Abstract

Reconstruction of lost responses under external loads, e.g. ambient and seismic loading conditions, is important for structural health monitoring to evaluate the safety of structures. This paper proposes a Segment based Conditional Generative Adversarial Network (SegGAN), which is a powerful deep learning model for solving pixel-to-pixel tasks, to conduct structural dynamic response reconstruction. The proposed network consists of a bottlenecked generator and a segment based discriminator. Generator features skip and dense connections to improve feature extraction, and segment based discriminator uses conditioned input to facilitate generator to learn detailed and robust features. Numerical studies on a steel frame structure model are conducted to evaluate the accuracy and noise immunity of using SegGAN for structural response reconstruction. The feasibility of using the reconstructed response for damage detection is also investigated. Numerical study on a nonlinear building model is performed to validate the capability and accuracy of using the proposed approach in nonlinear response features extraction and response reconstruction.
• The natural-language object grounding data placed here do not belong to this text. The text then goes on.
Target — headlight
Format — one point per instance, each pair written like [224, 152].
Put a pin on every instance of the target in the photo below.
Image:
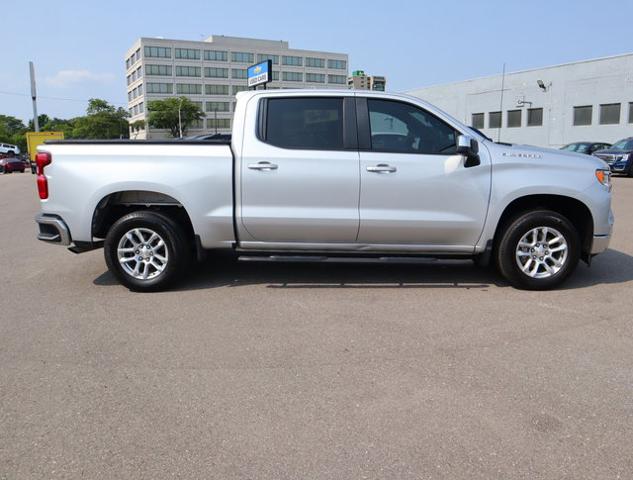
[604, 177]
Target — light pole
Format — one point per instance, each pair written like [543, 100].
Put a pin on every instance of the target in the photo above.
[179, 116]
[36, 123]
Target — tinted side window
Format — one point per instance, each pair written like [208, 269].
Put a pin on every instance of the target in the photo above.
[305, 123]
[403, 128]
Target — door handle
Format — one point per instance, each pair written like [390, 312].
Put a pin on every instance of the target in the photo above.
[382, 168]
[262, 166]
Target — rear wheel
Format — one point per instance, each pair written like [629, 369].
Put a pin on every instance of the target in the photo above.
[146, 251]
[538, 250]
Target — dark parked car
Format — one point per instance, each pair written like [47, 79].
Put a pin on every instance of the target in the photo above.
[9, 164]
[586, 147]
[619, 156]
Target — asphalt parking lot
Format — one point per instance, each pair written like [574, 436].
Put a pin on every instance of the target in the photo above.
[262, 371]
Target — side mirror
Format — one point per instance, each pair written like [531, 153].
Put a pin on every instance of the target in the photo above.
[469, 147]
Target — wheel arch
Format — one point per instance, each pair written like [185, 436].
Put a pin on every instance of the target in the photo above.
[115, 205]
[578, 213]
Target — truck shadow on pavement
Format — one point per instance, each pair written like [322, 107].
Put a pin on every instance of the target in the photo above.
[611, 267]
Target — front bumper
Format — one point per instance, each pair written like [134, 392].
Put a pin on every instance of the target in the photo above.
[52, 229]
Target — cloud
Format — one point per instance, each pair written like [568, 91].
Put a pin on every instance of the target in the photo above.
[67, 78]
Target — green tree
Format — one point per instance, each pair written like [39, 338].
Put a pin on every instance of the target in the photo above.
[42, 119]
[164, 114]
[102, 121]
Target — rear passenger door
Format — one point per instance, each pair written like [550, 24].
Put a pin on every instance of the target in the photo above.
[300, 176]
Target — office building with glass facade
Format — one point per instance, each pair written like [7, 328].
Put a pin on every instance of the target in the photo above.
[212, 71]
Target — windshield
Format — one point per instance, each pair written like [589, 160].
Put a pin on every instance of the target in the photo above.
[626, 144]
[577, 147]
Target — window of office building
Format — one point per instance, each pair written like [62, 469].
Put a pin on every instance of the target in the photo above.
[337, 64]
[582, 115]
[217, 107]
[158, 52]
[514, 118]
[292, 76]
[494, 120]
[478, 120]
[290, 60]
[215, 72]
[315, 77]
[238, 88]
[242, 57]
[315, 62]
[610, 114]
[186, 71]
[535, 117]
[152, 87]
[188, 88]
[238, 73]
[338, 79]
[216, 89]
[188, 53]
[163, 70]
[216, 55]
[262, 57]
[218, 123]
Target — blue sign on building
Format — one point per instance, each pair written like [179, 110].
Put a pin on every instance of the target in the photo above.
[260, 73]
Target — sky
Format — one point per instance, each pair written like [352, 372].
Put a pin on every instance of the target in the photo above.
[79, 46]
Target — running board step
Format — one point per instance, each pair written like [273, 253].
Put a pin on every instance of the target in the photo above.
[325, 259]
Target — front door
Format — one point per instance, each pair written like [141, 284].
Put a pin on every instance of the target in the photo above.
[415, 188]
[300, 178]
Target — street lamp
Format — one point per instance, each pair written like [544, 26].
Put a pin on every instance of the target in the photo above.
[179, 116]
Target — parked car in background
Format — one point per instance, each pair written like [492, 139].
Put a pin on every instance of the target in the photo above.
[8, 148]
[10, 164]
[619, 156]
[585, 147]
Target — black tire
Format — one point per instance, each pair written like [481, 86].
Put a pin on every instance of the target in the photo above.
[178, 250]
[516, 229]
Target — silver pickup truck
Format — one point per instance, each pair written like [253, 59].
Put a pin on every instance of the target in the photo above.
[326, 175]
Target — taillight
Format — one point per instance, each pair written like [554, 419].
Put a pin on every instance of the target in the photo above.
[41, 160]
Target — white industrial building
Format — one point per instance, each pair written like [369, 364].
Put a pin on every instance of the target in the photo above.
[590, 100]
[212, 71]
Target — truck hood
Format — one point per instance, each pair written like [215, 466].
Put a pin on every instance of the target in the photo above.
[562, 158]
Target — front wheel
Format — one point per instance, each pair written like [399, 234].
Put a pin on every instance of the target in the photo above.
[146, 251]
[538, 250]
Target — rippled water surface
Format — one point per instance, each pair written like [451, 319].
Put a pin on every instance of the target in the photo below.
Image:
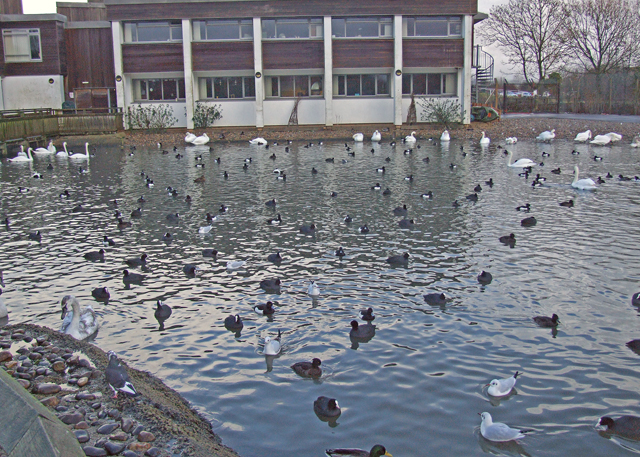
[416, 387]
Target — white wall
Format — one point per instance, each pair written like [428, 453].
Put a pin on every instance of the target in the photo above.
[26, 92]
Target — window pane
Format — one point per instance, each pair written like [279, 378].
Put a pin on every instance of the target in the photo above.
[420, 84]
[220, 88]
[155, 89]
[433, 84]
[383, 84]
[286, 86]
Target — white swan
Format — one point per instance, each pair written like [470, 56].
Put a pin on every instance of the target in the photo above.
[78, 324]
[583, 136]
[601, 140]
[202, 139]
[520, 163]
[258, 141]
[584, 183]
[28, 157]
[547, 135]
[77, 155]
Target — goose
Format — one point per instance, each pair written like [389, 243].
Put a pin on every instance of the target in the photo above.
[502, 387]
[258, 141]
[272, 346]
[81, 156]
[28, 158]
[199, 140]
[376, 451]
[308, 369]
[520, 163]
[497, 431]
[601, 140]
[584, 183]
[547, 135]
[583, 136]
[80, 324]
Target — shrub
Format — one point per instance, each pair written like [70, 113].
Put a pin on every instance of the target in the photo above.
[152, 118]
[444, 111]
[205, 115]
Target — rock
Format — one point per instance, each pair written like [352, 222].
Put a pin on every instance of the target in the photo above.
[47, 388]
[91, 451]
[146, 437]
[106, 429]
[82, 435]
[50, 401]
[140, 447]
[114, 448]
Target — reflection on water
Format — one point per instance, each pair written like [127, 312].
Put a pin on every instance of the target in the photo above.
[416, 387]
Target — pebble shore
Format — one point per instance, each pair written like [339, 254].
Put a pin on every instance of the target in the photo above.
[67, 376]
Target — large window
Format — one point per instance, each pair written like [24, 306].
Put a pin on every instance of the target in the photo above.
[291, 28]
[141, 32]
[223, 30]
[293, 86]
[432, 26]
[361, 85]
[22, 45]
[227, 87]
[159, 89]
[362, 27]
[429, 84]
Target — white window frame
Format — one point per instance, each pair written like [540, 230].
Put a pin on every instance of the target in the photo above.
[17, 35]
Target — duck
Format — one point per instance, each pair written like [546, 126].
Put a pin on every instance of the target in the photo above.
[502, 387]
[308, 369]
[545, 321]
[326, 407]
[583, 136]
[584, 183]
[80, 324]
[520, 163]
[117, 377]
[377, 450]
[497, 431]
[272, 346]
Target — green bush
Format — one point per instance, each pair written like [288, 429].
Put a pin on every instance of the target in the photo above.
[205, 115]
[152, 118]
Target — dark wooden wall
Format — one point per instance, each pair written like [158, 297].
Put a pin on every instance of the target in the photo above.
[90, 52]
[53, 49]
[231, 55]
[362, 53]
[293, 54]
[141, 58]
[432, 53]
[285, 8]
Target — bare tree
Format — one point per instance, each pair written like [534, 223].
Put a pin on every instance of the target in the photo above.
[529, 33]
[603, 35]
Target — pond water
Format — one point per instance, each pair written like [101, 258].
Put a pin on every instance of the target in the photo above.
[418, 385]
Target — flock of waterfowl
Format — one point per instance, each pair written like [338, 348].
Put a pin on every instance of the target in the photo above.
[83, 323]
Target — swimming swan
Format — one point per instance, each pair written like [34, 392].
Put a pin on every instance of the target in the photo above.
[78, 324]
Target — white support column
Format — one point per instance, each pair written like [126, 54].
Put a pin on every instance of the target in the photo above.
[328, 73]
[188, 73]
[397, 62]
[465, 98]
[116, 32]
[257, 68]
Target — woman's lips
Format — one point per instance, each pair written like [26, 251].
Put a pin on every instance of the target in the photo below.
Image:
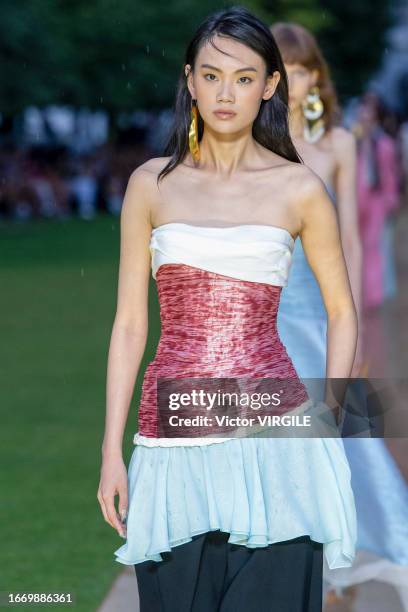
[224, 114]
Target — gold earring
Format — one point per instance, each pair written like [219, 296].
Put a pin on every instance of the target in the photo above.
[193, 132]
[313, 109]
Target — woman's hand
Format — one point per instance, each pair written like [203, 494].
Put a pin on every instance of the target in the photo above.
[114, 481]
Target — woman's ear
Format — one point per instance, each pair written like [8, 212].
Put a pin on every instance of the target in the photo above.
[315, 76]
[271, 85]
[189, 76]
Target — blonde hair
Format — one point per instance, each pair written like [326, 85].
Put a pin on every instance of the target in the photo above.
[298, 46]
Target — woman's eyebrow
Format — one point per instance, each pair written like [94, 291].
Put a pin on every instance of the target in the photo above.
[247, 69]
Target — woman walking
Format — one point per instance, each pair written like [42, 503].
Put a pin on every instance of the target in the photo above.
[226, 523]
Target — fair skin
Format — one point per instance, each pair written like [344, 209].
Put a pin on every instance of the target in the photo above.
[233, 181]
[333, 158]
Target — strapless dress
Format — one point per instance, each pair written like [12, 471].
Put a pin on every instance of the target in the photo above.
[219, 291]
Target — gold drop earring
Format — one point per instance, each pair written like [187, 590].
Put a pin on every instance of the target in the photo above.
[193, 132]
[313, 109]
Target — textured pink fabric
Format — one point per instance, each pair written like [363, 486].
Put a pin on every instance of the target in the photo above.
[215, 326]
[374, 206]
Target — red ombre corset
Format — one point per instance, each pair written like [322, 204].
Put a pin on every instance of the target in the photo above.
[219, 291]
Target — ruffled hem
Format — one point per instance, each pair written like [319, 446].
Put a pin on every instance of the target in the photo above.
[259, 490]
[369, 566]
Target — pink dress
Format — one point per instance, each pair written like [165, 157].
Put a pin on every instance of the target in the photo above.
[377, 189]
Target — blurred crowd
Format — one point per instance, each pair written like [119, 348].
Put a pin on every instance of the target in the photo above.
[55, 182]
[46, 181]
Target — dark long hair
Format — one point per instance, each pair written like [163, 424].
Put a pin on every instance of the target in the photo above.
[270, 127]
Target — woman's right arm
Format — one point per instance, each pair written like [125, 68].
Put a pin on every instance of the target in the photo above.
[128, 339]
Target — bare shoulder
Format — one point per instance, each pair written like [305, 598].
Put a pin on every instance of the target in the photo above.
[305, 184]
[147, 173]
[343, 142]
[142, 183]
[308, 195]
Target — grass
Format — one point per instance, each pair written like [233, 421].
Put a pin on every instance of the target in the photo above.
[58, 286]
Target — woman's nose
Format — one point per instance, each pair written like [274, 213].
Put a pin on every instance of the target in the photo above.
[225, 93]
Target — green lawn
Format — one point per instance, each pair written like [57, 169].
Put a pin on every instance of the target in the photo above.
[58, 297]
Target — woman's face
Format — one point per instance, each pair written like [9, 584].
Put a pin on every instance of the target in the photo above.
[300, 81]
[235, 83]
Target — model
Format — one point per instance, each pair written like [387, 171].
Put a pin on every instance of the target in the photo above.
[380, 490]
[226, 523]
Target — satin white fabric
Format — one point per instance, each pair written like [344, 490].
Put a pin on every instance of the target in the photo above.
[258, 253]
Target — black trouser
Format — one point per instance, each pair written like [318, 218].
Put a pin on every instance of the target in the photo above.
[210, 575]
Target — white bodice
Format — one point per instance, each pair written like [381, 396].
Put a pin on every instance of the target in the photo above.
[258, 253]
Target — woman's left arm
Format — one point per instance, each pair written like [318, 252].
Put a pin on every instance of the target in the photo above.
[320, 236]
[345, 150]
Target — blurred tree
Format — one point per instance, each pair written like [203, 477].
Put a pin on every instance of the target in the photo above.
[351, 34]
[123, 55]
[353, 41]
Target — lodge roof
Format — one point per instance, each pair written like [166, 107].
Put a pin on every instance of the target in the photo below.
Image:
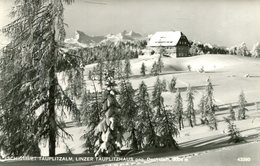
[166, 38]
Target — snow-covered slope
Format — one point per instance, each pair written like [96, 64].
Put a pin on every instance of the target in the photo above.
[83, 40]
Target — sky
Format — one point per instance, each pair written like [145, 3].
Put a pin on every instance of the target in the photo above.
[221, 22]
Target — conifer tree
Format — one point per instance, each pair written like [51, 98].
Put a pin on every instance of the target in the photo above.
[143, 69]
[164, 85]
[190, 107]
[157, 99]
[165, 120]
[232, 113]
[242, 106]
[154, 69]
[119, 69]
[90, 75]
[127, 68]
[129, 112]
[160, 64]
[100, 71]
[28, 67]
[172, 84]
[209, 109]
[145, 125]
[178, 109]
[233, 132]
[202, 109]
[90, 116]
[109, 129]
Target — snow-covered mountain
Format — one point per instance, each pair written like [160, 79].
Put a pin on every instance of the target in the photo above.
[83, 40]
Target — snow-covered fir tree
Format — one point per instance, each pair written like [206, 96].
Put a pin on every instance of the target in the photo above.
[202, 109]
[119, 69]
[157, 99]
[172, 84]
[90, 110]
[232, 113]
[145, 119]
[29, 67]
[178, 109]
[164, 85]
[160, 64]
[143, 69]
[242, 106]
[100, 71]
[109, 128]
[209, 107]
[127, 68]
[256, 50]
[190, 111]
[233, 132]
[154, 69]
[129, 112]
[165, 119]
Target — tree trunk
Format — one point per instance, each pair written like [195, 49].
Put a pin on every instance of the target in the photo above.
[52, 116]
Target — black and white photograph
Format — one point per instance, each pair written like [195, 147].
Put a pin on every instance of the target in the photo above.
[130, 82]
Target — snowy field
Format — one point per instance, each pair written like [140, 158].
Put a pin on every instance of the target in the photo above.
[198, 144]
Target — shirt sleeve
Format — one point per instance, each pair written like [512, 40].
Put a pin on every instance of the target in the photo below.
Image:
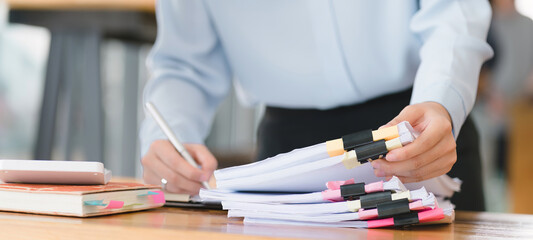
[189, 73]
[454, 48]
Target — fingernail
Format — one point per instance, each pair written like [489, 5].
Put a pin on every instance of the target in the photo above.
[205, 177]
[391, 157]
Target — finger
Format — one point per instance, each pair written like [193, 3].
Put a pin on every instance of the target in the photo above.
[402, 168]
[170, 156]
[176, 183]
[436, 131]
[436, 168]
[409, 113]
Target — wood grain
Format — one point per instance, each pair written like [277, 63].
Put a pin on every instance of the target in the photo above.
[181, 223]
[520, 168]
[138, 5]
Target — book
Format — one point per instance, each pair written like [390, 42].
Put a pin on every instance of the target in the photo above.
[307, 169]
[80, 200]
[53, 172]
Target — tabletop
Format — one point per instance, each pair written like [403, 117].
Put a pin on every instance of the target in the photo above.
[169, 222]
[138, 5]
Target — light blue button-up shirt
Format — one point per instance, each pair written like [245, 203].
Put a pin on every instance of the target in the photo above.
[311, 54]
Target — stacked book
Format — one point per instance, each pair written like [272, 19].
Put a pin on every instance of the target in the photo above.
[305, 187]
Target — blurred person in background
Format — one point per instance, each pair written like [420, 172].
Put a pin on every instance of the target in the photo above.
[323, 69]
[508, 77]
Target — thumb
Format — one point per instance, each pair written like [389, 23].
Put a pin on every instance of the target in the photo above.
[409, 113]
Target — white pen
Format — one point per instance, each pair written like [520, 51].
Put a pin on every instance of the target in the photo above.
[173, 139]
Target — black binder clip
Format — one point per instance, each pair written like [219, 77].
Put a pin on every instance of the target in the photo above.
[393, 208]
[372, 199]
[352, 191]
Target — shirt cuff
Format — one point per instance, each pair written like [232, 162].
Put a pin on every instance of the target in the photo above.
[151, 132]
[449, 98]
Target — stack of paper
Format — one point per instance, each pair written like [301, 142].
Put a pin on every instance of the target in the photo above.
[306, 170]
[347, 204]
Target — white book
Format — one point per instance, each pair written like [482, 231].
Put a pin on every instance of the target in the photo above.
[449, 216]
[53, 172]
[394, 184]
[314, 208]
[280, 161]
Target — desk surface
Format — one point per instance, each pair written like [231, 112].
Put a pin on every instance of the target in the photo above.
[169, 223]
[139, 5]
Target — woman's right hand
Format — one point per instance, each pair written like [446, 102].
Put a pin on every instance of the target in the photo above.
[163, 161]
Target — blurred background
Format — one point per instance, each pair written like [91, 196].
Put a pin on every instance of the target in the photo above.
[72, 74]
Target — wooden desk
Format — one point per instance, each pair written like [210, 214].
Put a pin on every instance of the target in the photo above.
[139, 5]
[178, 223]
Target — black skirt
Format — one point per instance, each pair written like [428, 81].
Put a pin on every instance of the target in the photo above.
[282, 130]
Experimental studies on a laboratory steel frame structure are conducted to investigate the effectiveness and robustness of the proposed approach with limited training data from noisy and operational conditions, and a few sample data from earthquake loads for testing. The reconstruction results of using the proposed approach are compared with those generated by a densely connected network (DenseNet) with the same configuration as the generator and a traditional convolutional neural network (CNN). Responses from available and unavailable sensors are selected as input and output of these three networks, respectively. SegGAN outperforms the other two networks and produces outstanding reconstruction results in both time and frequency domains.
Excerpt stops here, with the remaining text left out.